The aim of this repository is to compare the performance of several different learning algorithms tasked with classifying a set of handwritten digits and determine if they are even or odd. The training and testing sets used are found in the data-folder.
See Kaggle for more information on the problem: http://www.kaggle.com/c/digit-recognizer
The following machine learning methods are implemented and compared:
- Tree-based Methods
- Classification Trees
- Random Forest
- Bagging
- Boosting
- Nearest Neighbors
- K Nearest Neighbors
- Support Vector Machines
- Neural Networks
- Artificial Neural Networks (ANN)
- Convolutional Neural Networks (CNN)
Each technique is evaluated in the following manner:
1. Splitting data into training/testing sets
The training set will be divided into a training set (80%) and a test set (20%). The test set will not be used in the training process, and is only there to evaluate the finally chosen hypothesis. If required, 20% of the training data will be extracted to form a validation set.
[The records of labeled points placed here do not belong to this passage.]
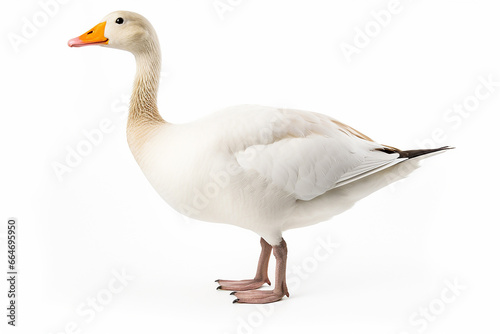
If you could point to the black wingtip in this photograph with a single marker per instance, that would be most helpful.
(410, 154)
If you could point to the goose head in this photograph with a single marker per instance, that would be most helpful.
(119, 30)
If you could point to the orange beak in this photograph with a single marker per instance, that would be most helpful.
(93, 36)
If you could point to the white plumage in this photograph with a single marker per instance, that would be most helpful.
(261, 168)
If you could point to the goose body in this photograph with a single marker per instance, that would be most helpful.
(261, 168)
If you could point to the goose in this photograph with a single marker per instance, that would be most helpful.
(261, 168)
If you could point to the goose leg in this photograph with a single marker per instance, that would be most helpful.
(260, 277)
(269, 296)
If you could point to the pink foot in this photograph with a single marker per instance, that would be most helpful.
(259, 296)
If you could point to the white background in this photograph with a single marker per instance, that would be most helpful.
(397, 248)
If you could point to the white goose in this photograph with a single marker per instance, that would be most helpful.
(261, 168)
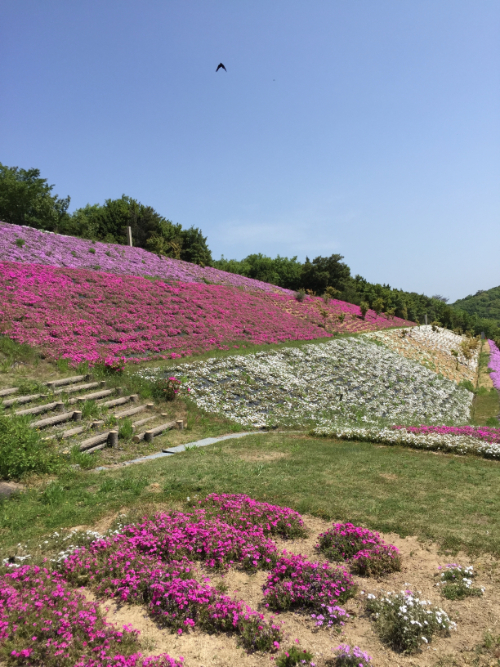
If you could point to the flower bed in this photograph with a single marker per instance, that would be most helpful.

2. Finding the optimal parameters using validation
Some form of validation will be used to choose the optimal parameters for each model. Parameters can be regularization factors, learning rates, required complexities etc. The validation will most often be in the form of 10-fold Cross Validation, OOB error, otherwise own validation sets. The model with the optimal parameters is chosen with respect to Eval(h), and the model with the best parameters is denoted g∗ for each method.
3. Evaluating the best model on the test set
The best hypothesis, g∗, will then be evaluated on the test set and produce Eout(g∗). The value of Eout(g∗) is what will rank the different machine learning methods to each other. The lower Eout(g∗), the better.